You can try to hide your firmware from Kelly Patterson, but she’ll find it (and break it)

How her work illustrates the difference Talos’ vulnerability research team makes

When Kelly Patterson first learned how to code by making small programs in her high school class, she preferred breaking her creations to building them.

She’d make a game and then spend double the time debugging that same code, looking for holes in her work.

Today, she’s always looking for what’s wrong with other people’s code, whether that be in a wireless router, IoT speaker, or an open-source software stack that dates back to 1991.

Patterson (né Leuschner) is one of the researchers that make up Talos’ Vulnerability Discovery team, a group of reverse-engineers, penetration testers and general expert coders who look for vulnerabilities in firmware, software and hardware and help the creators fix those issues.

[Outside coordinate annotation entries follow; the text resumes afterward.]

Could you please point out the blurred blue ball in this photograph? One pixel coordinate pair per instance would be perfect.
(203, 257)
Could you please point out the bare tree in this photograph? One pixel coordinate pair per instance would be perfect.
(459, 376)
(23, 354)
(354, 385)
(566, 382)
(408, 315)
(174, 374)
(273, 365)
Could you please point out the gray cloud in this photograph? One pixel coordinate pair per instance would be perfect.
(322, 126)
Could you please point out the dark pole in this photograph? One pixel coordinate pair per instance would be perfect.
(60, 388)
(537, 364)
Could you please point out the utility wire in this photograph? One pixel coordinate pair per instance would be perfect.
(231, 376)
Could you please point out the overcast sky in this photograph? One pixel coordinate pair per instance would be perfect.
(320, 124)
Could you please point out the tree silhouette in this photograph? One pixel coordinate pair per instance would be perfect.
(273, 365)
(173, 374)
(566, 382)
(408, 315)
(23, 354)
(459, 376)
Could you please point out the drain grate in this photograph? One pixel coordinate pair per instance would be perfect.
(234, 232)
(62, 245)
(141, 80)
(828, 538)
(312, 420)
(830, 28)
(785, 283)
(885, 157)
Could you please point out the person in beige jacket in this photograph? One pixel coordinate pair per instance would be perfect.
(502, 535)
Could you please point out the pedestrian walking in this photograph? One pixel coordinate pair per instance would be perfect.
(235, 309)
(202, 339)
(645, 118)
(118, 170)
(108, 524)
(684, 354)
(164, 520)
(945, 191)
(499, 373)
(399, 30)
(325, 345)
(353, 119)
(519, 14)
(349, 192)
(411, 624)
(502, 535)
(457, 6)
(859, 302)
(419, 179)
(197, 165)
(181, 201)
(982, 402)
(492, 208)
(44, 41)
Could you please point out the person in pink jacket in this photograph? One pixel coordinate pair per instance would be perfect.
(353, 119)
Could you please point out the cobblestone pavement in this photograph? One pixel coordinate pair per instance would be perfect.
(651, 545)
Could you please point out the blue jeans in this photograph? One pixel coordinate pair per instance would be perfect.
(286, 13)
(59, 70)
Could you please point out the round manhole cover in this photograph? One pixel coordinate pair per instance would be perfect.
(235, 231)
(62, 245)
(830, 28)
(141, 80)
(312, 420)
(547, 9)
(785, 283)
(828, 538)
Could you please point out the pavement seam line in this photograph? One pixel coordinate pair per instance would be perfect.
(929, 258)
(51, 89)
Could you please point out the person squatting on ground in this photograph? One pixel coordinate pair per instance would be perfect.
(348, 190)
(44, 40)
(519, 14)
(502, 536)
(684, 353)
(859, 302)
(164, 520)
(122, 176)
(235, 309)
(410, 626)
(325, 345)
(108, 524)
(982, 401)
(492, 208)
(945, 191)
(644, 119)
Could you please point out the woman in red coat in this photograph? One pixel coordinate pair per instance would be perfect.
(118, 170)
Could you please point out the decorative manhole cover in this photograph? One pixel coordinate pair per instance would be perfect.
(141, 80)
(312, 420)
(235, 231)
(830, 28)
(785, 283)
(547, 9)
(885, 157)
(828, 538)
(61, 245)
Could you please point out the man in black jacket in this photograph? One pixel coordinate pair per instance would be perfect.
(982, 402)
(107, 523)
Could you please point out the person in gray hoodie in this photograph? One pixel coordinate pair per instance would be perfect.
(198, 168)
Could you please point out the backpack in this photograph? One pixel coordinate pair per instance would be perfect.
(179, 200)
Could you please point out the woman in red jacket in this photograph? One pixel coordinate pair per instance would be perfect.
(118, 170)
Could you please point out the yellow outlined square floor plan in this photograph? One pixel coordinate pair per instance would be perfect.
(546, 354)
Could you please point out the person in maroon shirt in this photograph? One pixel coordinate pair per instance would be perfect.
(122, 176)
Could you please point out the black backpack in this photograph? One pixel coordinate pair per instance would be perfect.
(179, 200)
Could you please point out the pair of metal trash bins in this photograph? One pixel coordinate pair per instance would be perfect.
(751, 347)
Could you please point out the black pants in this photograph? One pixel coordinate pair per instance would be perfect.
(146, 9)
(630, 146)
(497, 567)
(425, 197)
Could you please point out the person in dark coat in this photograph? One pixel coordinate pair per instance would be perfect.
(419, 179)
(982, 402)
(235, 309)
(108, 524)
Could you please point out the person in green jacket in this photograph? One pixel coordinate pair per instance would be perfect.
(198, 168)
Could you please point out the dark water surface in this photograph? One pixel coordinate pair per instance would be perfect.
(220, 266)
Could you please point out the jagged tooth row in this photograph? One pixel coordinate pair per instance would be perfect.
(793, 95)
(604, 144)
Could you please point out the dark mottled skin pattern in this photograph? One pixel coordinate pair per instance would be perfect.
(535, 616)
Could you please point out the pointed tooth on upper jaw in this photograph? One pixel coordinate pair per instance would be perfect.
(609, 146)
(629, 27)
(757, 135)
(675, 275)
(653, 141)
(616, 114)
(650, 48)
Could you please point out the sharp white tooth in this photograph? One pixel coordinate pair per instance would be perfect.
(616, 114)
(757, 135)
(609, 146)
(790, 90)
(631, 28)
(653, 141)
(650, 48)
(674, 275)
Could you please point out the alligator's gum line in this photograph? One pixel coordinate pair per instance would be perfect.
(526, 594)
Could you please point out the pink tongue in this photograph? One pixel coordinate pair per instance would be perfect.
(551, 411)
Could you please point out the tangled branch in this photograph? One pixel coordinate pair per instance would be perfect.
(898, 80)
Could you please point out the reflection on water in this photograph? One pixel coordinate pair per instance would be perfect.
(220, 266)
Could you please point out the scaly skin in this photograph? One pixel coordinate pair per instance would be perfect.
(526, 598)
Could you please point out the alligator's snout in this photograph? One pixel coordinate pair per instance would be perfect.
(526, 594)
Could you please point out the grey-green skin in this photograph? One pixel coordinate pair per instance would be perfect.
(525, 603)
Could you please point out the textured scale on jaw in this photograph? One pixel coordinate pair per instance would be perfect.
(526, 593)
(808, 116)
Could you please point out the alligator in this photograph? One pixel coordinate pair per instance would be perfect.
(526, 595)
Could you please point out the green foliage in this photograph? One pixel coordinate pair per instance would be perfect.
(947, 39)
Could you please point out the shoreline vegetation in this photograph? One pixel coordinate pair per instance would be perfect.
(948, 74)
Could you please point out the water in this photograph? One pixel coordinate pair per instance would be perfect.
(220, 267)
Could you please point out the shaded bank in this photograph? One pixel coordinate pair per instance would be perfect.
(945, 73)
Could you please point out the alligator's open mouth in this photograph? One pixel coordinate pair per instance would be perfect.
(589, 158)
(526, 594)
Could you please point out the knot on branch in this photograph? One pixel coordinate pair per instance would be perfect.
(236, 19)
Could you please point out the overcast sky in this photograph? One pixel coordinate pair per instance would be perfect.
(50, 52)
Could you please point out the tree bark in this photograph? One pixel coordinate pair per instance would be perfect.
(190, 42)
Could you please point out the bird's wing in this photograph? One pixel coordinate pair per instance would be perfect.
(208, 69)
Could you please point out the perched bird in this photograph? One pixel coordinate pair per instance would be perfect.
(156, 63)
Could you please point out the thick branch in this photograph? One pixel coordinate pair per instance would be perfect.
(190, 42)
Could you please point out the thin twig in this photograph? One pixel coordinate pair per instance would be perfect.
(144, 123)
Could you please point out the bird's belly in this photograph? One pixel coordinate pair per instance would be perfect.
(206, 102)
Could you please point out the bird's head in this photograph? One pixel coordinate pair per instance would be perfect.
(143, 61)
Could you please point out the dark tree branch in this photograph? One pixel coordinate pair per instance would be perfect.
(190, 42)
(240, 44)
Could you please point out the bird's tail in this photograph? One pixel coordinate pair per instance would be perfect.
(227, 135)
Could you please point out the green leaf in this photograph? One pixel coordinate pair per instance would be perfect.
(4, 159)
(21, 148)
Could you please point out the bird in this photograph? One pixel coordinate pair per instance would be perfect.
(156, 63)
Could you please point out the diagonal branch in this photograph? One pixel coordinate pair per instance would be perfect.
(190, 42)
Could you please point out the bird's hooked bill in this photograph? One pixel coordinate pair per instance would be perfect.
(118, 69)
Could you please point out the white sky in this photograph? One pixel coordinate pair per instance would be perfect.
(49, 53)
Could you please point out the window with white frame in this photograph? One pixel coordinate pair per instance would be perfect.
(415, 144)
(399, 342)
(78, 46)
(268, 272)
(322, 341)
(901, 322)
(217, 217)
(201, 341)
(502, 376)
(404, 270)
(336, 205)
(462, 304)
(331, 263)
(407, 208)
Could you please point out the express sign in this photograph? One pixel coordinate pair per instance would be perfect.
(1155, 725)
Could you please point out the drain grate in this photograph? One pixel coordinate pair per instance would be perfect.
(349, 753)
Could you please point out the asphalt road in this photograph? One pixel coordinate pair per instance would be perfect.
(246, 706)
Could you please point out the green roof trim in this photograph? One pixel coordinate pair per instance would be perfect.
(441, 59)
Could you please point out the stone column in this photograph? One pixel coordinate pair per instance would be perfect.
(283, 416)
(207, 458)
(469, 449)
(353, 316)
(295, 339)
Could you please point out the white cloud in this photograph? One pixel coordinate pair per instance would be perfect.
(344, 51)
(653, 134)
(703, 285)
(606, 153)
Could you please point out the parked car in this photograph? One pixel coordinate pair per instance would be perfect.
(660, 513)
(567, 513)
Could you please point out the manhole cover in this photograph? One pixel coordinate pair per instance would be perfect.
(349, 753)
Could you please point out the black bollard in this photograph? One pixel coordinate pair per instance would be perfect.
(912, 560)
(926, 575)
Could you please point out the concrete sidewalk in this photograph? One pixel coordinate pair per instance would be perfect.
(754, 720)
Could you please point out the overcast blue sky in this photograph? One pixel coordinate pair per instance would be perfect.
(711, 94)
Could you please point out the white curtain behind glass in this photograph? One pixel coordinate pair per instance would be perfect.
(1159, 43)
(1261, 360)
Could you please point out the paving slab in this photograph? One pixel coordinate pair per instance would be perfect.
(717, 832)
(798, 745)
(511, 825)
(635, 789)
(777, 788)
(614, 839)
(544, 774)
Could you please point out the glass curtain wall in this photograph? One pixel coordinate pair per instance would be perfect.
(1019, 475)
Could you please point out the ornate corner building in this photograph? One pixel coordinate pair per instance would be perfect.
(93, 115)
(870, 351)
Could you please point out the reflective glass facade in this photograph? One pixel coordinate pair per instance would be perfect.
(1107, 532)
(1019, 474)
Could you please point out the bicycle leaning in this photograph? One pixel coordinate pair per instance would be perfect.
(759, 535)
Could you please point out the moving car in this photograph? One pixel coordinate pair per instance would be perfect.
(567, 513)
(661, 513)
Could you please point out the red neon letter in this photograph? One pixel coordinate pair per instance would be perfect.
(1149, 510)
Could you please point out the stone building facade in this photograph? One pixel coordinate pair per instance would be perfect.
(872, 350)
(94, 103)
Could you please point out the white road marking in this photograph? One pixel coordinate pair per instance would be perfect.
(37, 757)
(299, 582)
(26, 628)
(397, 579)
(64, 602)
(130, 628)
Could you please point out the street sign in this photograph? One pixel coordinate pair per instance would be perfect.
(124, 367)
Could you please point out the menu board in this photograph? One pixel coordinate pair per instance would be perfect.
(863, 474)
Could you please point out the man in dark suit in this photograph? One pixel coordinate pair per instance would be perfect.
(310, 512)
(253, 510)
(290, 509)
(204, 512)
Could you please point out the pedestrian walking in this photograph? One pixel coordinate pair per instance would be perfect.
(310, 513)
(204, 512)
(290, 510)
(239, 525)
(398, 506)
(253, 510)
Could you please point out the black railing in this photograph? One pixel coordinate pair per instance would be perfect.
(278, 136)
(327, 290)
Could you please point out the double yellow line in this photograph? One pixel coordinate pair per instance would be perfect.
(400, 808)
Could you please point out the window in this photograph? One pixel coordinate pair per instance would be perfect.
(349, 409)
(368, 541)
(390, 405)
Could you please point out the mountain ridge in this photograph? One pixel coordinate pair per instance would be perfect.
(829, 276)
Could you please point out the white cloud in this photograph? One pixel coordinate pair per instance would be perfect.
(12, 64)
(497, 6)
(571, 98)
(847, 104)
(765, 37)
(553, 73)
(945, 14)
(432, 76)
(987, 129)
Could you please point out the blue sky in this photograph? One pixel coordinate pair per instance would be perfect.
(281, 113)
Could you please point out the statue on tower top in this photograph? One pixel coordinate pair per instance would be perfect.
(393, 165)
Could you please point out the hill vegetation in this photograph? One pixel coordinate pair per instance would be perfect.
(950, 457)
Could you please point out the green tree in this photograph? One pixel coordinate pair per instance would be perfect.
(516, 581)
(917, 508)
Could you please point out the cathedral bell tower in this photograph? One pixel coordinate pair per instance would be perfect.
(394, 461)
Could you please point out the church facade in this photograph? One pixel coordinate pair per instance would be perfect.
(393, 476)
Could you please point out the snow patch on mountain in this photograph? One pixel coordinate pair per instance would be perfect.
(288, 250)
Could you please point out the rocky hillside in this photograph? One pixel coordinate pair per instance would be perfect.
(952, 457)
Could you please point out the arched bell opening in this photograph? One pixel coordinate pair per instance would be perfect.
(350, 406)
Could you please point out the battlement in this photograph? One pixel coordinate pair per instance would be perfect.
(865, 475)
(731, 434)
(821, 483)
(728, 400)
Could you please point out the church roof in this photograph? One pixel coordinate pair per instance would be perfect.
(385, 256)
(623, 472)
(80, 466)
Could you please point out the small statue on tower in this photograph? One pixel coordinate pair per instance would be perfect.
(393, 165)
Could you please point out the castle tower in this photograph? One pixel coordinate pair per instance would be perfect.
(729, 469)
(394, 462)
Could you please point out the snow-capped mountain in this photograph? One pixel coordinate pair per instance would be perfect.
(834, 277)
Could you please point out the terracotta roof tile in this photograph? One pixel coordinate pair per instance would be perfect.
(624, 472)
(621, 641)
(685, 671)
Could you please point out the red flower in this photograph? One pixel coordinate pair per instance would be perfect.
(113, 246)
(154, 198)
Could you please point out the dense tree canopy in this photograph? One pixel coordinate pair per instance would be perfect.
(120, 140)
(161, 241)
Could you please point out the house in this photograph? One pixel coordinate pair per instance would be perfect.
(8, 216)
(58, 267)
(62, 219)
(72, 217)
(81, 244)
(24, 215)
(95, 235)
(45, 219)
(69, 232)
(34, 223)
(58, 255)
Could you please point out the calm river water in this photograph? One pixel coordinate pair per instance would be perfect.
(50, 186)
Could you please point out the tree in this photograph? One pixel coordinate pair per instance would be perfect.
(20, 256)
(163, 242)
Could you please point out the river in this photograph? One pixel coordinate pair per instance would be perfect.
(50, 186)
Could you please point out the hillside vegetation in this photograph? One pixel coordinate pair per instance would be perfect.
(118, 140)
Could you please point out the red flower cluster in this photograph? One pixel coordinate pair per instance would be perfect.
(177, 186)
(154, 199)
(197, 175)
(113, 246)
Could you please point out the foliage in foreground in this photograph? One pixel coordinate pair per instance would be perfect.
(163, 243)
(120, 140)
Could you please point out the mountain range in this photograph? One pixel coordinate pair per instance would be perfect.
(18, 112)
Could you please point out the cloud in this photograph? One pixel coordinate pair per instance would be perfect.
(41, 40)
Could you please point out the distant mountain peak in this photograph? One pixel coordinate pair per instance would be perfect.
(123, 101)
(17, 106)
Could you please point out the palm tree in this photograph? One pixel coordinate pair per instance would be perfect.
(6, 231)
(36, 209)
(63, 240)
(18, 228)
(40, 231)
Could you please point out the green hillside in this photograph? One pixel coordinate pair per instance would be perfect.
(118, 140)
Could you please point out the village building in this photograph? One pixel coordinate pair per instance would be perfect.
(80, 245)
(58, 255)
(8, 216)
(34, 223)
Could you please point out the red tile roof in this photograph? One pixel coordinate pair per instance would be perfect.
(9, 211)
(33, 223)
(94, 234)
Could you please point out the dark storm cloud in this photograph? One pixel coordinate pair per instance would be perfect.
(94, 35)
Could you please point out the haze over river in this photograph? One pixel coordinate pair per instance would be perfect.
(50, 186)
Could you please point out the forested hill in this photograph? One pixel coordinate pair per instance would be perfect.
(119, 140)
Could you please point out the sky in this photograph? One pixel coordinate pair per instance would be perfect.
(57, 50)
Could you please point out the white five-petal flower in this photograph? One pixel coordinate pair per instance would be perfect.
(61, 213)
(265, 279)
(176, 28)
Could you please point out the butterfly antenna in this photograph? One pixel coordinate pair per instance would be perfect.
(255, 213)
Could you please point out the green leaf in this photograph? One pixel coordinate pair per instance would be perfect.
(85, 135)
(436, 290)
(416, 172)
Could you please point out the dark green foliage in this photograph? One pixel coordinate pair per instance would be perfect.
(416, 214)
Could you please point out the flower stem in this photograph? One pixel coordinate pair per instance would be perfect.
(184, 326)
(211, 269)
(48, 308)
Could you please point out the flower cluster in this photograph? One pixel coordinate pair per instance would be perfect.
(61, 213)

Patterson and her teammates are responsible for helping to disclose and patch more than 200 security vulnerabilities a year, some of which affect devices used in thousands of households around the world, and others that support everything from industrial control systems to critical infrastructure.

Specifically for Patterson, she enjoys looking at hardware and its accompanying firmware. She began her IT career as a systems engineer but quickly found that she was more interested in debugging what she was working on, so she started pursuing projects outside of the office that allowed her to reverse-engineer code and talk about it publicly. This eventually led her to Talos, which was specifically attractive because it allowed her to be a researcher full-time.

“I like to spread the word that these bugs are still out there and we’re finding them, proving that we haven’t ‘solved’ security completely,” Patterson said.